From Syrian refugee to award-winning cheese maker
As the UK continues to fall in love with food delicacies from around the world, one Syrian refugee has made it her goal to bring halloumi cheese to the tables of Britain and guess what… she’s winning.
Arriving in the UK just two years ago, Razan Alsous – a determind mum-of-three, set up her own Kirklees-based cheese factory.
The 31-year-old has a background in microbiology and upon moving to Huddersfield, decided to try her hand at running her own business with a Syrian favourite at the heart of operations.
“Halloumi is a product which is very popular back in Syria and we eat it every morning for breakfast,” she said.
“After conducting some research on the internet, I found that Britain was actually the second biggest consumer of halloumi cheese in the whole of Europe, only Sweden was ahead.
“The problem I found was that quality halloumi cheese was not available in all seasons in the UK market yet there is a demand for the product all year round.
“It is becoming a trendy food here and so I decided to try and set up a halloumi cheese business which sourced all ingredients from local suppliers.”
Despite only starting production earlier this year, Razan’s halloumi cheese has already proven to be a huge hit with the public and critics alike, as it was awarded a prestigious food award last month.
At the BBC Good Food Show in London, more than 2,700 products were nominated for the top honour, and it was Razan’s locally-produced cheeses that were awarded a Bronze accolade in the 2014 World Cheese Awards.
Explaining how she always had faith in the local produce, the dedicated mum who is now settled in Linthwaite with her family said: “Before we went down to the ceremony, I was confident in our cheese because we knew that it was a really good product.
“It wasn’t until we got there and saw all these different cheeses from around the world that I began to get a bit nervous.
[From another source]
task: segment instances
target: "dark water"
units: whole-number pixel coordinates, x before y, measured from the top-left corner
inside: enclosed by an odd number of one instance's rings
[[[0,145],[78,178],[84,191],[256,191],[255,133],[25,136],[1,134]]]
There were really big businesses who had huge pieces of cheese with them and we just had our little box of halloumi.
“When I heard that we won the award, it was great and the whole experience of the ceremony confirmed our cheese was one of the best.”
Razan added that the success of the business would not have been possible without the support of her husband, Raghid Sandouq, yet there wouldn’t even be a Yorkshire Dama Cheese company, had no backing been made possible by local bodies.
With little capital behind her back in 2012, Razan initially approached the job centre for advice about setting up her own business and was soon put in touch with the West Yorkshire Enterprise Agency (WYEA).
After drawing up business plans and conducting research, she was placed on the New Enterprise Allowance – a Government scheme which helps those out of work to start their own business.
With the support of a business mentor, she produced a business plan and within 12 months of extensive research, sampling and dozens of recipes, the business was finally born.
“My motto is that nothing is impossible, especially when there are people out there who can help you,” she said.
“The financial help from the New Enterprise Allowance is small in value but big in opportunity – it gave me the ability to buy the equipment, start my business and turn my dream into reality.”